Au vu de ce qui précède, c'est à bon droit que le Tribunal a considéré que les éléments du dossier laissaient présumer que la situation financière de l'appelant était en réalité bien meilleure que celle qu'il alléguait et qu'il n'était en particulier pas établi qu'elle s'était modifiée et qu'elle ne lui permettait plus de s'acquitter de la contribution mise à sa charge. Ce faisant, contrairement à ce que soutient l'appelant, le Tribunal ne lui a pas imputé un revenu hypothétique, de sorte qu'il n'y a pas lieu d'examiner cette question.

Infondé, l'appel sera rejeté.

7. Les frais d'appel et des mesures provisonnelles sollicitées devant la Cour seront arrêtés à 3'000 fr. (art. 17 et 35 RTFMC), mis à la charge de l'appelant qui succombe (art. 106 al. 1 CPC) et entièrement compensés par l'avance de frais du même montant opérée par ce dernier, laquelle demeure acquise à l'Etat de Genève (art. 111 al. 1 CPC).
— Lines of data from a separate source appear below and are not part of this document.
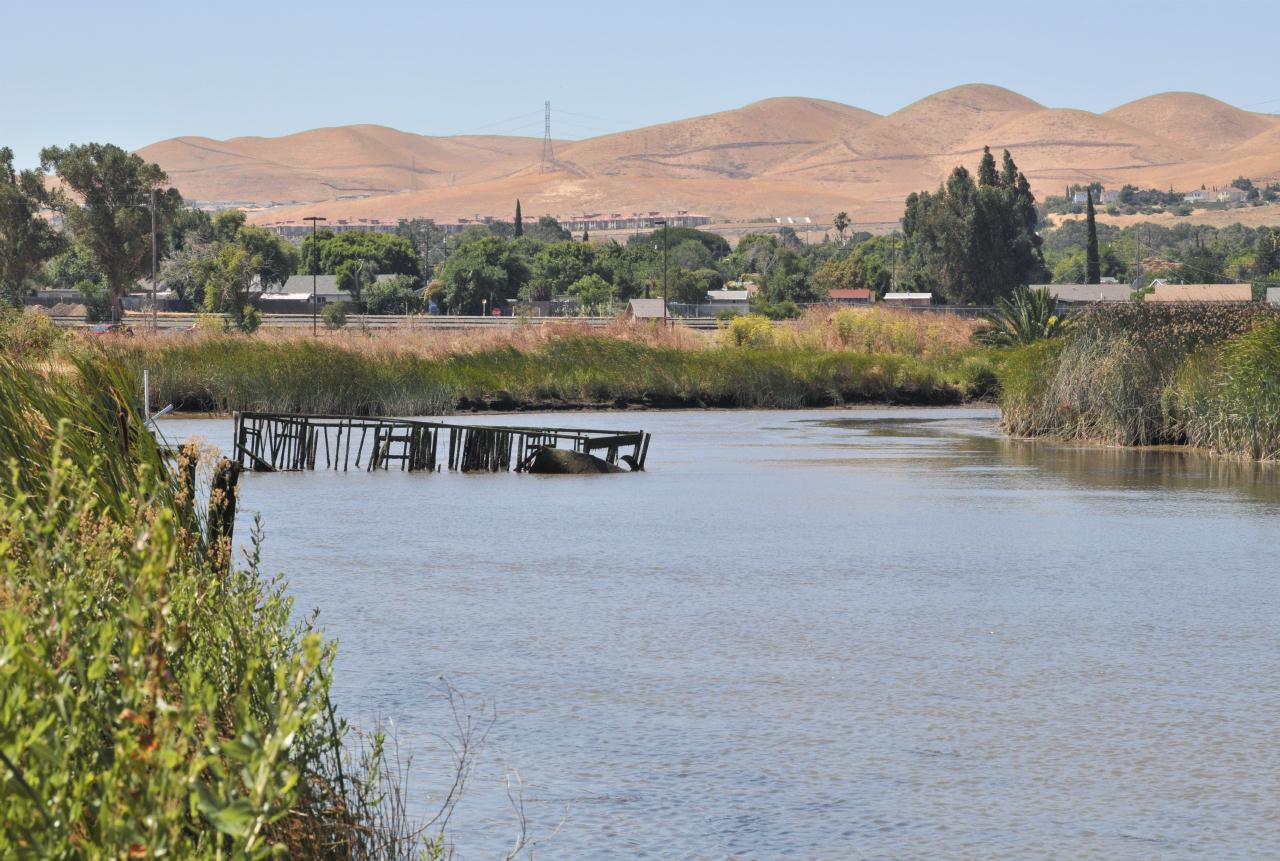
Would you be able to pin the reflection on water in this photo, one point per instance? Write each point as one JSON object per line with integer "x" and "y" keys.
{"x": 821, "y": 635}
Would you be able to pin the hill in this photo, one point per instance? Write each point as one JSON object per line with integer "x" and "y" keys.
{"x": 778, "y": 156}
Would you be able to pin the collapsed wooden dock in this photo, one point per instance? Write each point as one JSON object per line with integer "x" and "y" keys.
{"x": 289, "y": 443}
Il n'y a pas lieu de percevoir des frais relatifs à la requête en fournir de suretés en garantie des dépens dans la mesure où cet aspect constitue un point mineur du litige, rejeté sans examen quant aux montants requis.

L'appelant sera, en outre, condamné aux dépens d'appel et sur mesures provisionnelles de l'intimée, lesquels seront arrêtés à 5'000 fr. TVA et débours compris, vu l'issue de la procédure et au regard de l'activité déployée par le conseil de celle-ci, ayant consisté en la rédaction de plusieurs écritures sur mesures provisionnelles et au fond (art. 84, 85 al. 1 et 90 RTFMC).

8. Il n'y a pas lieu de notifier le présent arrêt au SCARPA dans la mesure où celui-ci n'est plus partie à la procédure, faute de légitimation passive (cf. arrêt du Tribunal fédéral 5A_75/2020 du 12 janvier 2022 destiné à la publication). La Cour rectifiera d'office la désignation des parties dans le présent arrêt (cf. arrêt du Tribunal fédéral 4A_43/2017 du 7 mars 2017 consid. 1.1).

* * * * *


 


PAR CES MOTIFS,
La Chambre civile :

Sur mesures provisionnelles :

Déboute A______ de toutes ses conclusions sur mesures provisionnelles formées devant la Cour.

Préalablement :

Rejette la requête en fourniture de suretés en garantie des dépens formée par B______.

Au fond :

Déclare irrecevable l'appel interjeté le 25 juillet 2022 par A______ contre le jugement JTPI/7152/2021 rendu le 3 juin 2021 par le Tribunal de première instance dans la cause C/7873/2020 en tant qu'il porte sur le prononcé de mesures provisionnelles.

Le déclare recevable pour le surplus.

Le rejette, dans la mesure de sa recevabilité, et confirme le jugement entrepris.

Déboute les parties de toutes autres conclusions.

Sur les frais :

Arrête les frais judiciaires d'appel et sur mesures provisionnelles à 3'000 fr., les met à la charge de A______ et dit qu'ils sont entièrement compensés par l'avance effectuée, laquelle demeure acquise à l'Etat de Genève.

Condamne A______ à verser à B______ la somme de 5'000 fr. à titre de dépens d'appel et de mesures provisionnelles.

Siégeant :

Monsieur Laurent RIEBEN, président; Monsieur Patrick CHENAUX,
Madame Fabienne GEISINGER-MARIETHOZ, juges; Madame Sandra CARRIER, greffière.

Le président :

Laurent RIEBEN

 

La greffière :

Sandra CARRIER

 


 

 

Indication des voies de recours :

 

Conformément aux art. 72 ss de la loi fédérale sur le Tribunal fédéral du 17 juin 2005 (LTF; RS 173.110), le présent arrêt peut être porté dans les trente jours qui suivent sa notification avec expédition complète (art. 100 al. 1 LTF) par-devant le Tribunal fédéral par la voie du recours en matière civile.

 

Le recours doit être adressé au Tribunal fédéral, 1000 Lausanne 14.

 

Valeur litigieuse des conclusions pécuniaires au sens de la LTF supérieure ou égale à 30'000 fr.